Deliksiz bir uykudan sonda sabah altı buçuktan itibaren kalkmaya başladık. Biraz etrafta dolaştıktan sonra, İbrahim Altıntaş ve eşinin tabii yiyeceklerden hazırladığı o güzel kahvaltıyı yaptıktan sonra yola koyulmak üzere hazırlanmaya başladık. Tam o sırada İbrahim Altıntaş ertesi günü Kumluca’ya ineceğini söyledi o zaman bizim çadır ve uyku tulumu gibi ağırlık yapan eşyalarımızı sen araba ile getir dedik ve ona bıraktık. Yükümüzün çoğu gitmişti. Artık bundan sonraki yolumuz daha az yükle daha rahat geçecekti. O düşünce ile saat 8.30 civarında yola koyulduk.
Gücük pınar 2040 metre idi. Arkadaki tepeden Beydağ’ı yaylasına doğru gitmek üzere önümüzdeki ilk tepeye tırmandık. Yaklaşık bir saatlik bir yolculuktan sonra tepeyi çıktık ve bir istirahat molası verdik. Bu tepenin rakımı 2263 metre idi. Yani 223 metre daha yükseğe çıkmıştık. Ondan sonraki yolumuz artık fazla rampa yoktu. Güle oynaya yaylada bir yürüyüş yapıyorduk. Yolun Kenarında keçiler ve atlar vardı. Onlara sataşarak saat 12,30 civarında Yıldırım kuyusu yaylasının üzerinden geçerek Beydağ’ı yaylasını gören Gökbelen mevkiinin üzerine geldik. Orada bir mola verdik ama oradan birçok yeri görebiliyorduk.
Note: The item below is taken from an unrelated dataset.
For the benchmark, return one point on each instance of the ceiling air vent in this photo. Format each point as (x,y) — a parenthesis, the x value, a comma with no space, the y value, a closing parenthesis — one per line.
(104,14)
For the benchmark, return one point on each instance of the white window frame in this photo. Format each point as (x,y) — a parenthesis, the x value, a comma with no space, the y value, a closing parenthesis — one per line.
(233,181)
Dere köyünü tepeden, Beydağ’ı yaylasını yandan, Söğütcuması’nı, sarıçınar tepesini, Tahtalı dağı velhasıl çevremiz hakkında epey bilgimiz arttı orada.
Dinlenmemiz çok iyiydi. Etrafı çok iyi gördüğümüz bir yerde idik. Ama karnımızda acıkmaya başlamıştı. Onun için yürümeye başladık. Önümüzde hafif meyille aşağıya doğru inen bir sırt vardı. O sırttan yürümeye başladık. Ama önümüze naneli adaçayı ve kekik çıkınca bir yandan yürüyoruz, bir yandan da adaçayı ve kekik topluyoruz. Tabii bu durumda bir saatte ineceğimiz yol iki saate uzuyor. Derken Beydağ’ı yaylasının bir ucu olan Gökbelen mevkii yakınlarında ki Kartal pınarına varıyoruz. Buraya varışımızda saat yaklaşık öğleden sonra iki civarı idi. Elimizi yüzümüzü yıkadıktan sonra hemen yemek hazırlığına başlıyoruz. Herkesin çantasında kalan yiyecekler tamamiyle dökülüyor ortaya ve hemen yemeye koyuluyoruz. Yemekten sonra dinlenmeye koyulduğumuzda çeşmenin etrafı keçilerle doluyor. Tabii yanlarında iki çoban kadında geliyor. Önce gelmek istemiyorlar ama yabancı olmadığımızı görünce onlarda gelip oturuyorlar. Hatta kadınlardan birisi Ramazan Savran’ın çocukluk arkadaşı. Bulunduğumuz mevkiiler de çocukken çok davar gütmüşler beraber.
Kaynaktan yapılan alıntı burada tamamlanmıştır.